General notes —
There are a few ways to assess LV function: qualitatively and quantitatively.
Qualitative evaluation simply means eye-balling the function, is it: hypodynamic, normal, or hyperdynamic.
This skill comes with time and evaluating multitudes of scans.
Quantitative evaluation includes measurements such as E-point septal separation, fractional shortening, fractional area of change, and Simpson’s biplane method of discs.
Qualitative evaluation —
Look at the overall appearance of the left ventricle in multiple views, especially parasternal short. How well do the walls come together in systole?
There should be a >50% change in diameter if normal EF.
With irregular rhythms need to evaluate average, can be difficult.

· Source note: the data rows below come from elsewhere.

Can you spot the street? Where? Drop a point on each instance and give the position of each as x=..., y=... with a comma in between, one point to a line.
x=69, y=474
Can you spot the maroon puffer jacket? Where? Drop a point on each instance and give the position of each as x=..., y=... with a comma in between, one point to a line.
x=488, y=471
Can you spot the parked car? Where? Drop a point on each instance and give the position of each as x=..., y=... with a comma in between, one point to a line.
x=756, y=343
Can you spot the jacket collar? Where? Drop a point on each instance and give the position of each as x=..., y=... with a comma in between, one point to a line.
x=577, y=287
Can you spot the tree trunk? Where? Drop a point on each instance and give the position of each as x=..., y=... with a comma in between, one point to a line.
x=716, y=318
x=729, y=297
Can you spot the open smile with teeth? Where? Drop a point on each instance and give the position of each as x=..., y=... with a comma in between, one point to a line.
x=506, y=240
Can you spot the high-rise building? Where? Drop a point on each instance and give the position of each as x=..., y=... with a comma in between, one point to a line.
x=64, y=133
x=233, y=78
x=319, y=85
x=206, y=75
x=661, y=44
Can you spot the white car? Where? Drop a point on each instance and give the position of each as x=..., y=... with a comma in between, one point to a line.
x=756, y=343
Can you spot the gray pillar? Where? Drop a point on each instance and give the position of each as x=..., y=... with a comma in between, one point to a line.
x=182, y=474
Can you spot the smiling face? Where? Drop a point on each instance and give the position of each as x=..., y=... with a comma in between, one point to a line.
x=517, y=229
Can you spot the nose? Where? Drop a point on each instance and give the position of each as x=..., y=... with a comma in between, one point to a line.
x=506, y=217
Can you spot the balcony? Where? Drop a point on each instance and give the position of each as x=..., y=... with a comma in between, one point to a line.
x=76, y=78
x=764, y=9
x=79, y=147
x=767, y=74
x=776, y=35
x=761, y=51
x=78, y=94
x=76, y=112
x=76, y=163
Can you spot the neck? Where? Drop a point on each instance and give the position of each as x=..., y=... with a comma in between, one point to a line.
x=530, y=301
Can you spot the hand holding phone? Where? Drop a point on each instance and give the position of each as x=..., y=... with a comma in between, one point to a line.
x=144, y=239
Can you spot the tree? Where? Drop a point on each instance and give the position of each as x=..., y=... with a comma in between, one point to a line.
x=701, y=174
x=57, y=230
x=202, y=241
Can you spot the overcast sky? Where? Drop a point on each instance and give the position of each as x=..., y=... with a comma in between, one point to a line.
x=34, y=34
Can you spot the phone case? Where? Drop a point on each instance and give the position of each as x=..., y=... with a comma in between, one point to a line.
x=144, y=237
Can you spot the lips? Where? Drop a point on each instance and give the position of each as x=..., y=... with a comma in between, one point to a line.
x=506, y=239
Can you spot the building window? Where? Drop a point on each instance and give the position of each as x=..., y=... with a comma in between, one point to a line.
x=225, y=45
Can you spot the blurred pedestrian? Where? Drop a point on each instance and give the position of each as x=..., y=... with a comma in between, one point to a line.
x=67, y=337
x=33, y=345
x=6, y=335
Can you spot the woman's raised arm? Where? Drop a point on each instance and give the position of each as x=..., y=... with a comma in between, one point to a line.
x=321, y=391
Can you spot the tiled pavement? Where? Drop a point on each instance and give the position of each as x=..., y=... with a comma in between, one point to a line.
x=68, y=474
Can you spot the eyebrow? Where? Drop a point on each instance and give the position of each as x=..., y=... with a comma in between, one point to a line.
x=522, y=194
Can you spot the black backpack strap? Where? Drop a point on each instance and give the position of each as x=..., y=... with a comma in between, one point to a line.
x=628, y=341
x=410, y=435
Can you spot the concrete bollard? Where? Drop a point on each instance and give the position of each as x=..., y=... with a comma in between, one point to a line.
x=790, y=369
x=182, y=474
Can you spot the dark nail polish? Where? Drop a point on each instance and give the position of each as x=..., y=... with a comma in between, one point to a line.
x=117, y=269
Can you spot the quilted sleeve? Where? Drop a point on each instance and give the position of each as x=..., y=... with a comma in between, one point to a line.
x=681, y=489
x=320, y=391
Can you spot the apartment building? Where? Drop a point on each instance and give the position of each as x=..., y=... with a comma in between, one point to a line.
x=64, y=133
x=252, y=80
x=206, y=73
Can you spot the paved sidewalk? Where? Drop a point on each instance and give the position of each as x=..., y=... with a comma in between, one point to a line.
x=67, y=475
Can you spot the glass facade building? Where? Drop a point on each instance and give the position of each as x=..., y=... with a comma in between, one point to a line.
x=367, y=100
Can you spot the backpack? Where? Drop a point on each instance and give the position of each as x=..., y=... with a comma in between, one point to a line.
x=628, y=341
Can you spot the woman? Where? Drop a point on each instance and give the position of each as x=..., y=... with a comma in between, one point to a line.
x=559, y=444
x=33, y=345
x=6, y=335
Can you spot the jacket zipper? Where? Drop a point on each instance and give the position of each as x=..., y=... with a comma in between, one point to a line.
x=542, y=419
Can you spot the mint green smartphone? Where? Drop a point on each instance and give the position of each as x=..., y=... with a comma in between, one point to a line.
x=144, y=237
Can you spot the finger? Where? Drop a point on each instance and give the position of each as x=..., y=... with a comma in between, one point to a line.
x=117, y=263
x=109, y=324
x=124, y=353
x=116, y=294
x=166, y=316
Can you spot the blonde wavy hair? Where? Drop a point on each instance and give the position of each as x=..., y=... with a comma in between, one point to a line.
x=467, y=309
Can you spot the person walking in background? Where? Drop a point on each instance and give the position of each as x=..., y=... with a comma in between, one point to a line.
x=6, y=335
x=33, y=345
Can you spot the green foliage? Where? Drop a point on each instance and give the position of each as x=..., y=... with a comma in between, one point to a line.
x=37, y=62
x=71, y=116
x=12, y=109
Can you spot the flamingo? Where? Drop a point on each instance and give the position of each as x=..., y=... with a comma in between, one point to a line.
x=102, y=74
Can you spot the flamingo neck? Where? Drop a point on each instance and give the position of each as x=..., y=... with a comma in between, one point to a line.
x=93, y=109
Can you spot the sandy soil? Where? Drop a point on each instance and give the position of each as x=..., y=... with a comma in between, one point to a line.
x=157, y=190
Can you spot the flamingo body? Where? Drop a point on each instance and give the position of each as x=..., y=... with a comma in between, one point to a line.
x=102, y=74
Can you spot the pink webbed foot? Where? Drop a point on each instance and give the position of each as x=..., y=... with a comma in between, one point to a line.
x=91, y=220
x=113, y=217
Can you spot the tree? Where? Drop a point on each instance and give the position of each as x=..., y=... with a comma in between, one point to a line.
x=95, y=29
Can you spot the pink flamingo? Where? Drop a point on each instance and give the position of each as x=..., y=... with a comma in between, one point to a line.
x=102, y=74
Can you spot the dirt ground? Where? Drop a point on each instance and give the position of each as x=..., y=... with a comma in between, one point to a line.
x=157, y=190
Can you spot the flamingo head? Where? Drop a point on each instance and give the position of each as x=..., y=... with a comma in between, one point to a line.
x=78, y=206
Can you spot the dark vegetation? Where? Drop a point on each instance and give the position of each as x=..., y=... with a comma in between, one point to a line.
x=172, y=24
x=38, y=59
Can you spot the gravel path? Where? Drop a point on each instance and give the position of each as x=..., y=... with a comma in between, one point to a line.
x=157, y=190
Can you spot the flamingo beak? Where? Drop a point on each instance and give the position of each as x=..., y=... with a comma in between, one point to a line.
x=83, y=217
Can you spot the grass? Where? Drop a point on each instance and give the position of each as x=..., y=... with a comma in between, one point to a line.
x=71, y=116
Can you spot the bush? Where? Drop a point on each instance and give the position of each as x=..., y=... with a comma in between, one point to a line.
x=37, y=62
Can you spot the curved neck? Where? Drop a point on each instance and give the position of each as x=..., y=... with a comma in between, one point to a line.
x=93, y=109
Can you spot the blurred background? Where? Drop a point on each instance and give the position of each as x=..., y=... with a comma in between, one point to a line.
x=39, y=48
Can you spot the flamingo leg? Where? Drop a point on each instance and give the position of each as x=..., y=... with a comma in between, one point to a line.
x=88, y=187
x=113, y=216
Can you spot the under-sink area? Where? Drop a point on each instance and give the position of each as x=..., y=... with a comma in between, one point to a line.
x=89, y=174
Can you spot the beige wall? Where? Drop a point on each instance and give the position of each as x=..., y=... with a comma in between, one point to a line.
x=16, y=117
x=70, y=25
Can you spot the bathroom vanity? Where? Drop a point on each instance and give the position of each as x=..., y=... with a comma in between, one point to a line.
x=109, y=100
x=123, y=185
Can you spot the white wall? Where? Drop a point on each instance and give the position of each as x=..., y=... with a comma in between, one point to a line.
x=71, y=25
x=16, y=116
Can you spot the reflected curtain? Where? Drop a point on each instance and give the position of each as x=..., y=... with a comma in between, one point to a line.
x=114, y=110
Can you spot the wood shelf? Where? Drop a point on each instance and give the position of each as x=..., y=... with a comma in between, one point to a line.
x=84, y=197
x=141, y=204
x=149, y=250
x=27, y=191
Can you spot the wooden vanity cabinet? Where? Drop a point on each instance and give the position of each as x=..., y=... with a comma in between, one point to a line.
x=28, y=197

Look at the anterior mitral valve leaflet? Is it nearly touching the septum during diastole?
Can be limited by abnormal mitral valves or papillary muscle rupture.
This method can have a high accuracy, especially for normal and low LVEF. Can have a tendency to underestimate LV function.
Hyperdynamic LVEF (>70%)
Normal LVEF (~55%)
Moderately Hypodynamic LVEF (~35%)
Severely hypodynamic LVEF (~15%)
Hyperdynamic LVEF PSS (>70%)
Normal LVEF (~55%)
Moderately hypodynamic LVEF (~30's)
Severely hypodynamic LVEF (~15%)
Quantitative evaluation — E-point septal separation
E-point septal separation is a quantitative method of approximating LV function in the PSL view. It is not a volume assessment.
It can be a reliable method of determining LV function.
It looks at how close the anterior leaflet of the mitral valve gets to the septum during early diastolic filling, the E-point.
In a normal heart the E-point should be very close to the septum in early diastole.
EPSS > 7mm indicates reduced EF.
EPSS ≥ 13mm indicates severely reduced EF (<35%) in some references.
Limitations of EPSS:
Abnormalities of valves — mitral valve replacement, calcifications or masses, aortic regurgitation
Abnormalities of the septum — septal hypertrophy may lead to an artificially reduced EPSS.
Abnormalities of rhythm — irregular rhythms lead to a beat-to-beat variability.
One MRI study proposed this formula to elicit a numerical ejection fraction from EPSS: EF = 75.5-2.5 (EPSS in mm) — although this has limitations.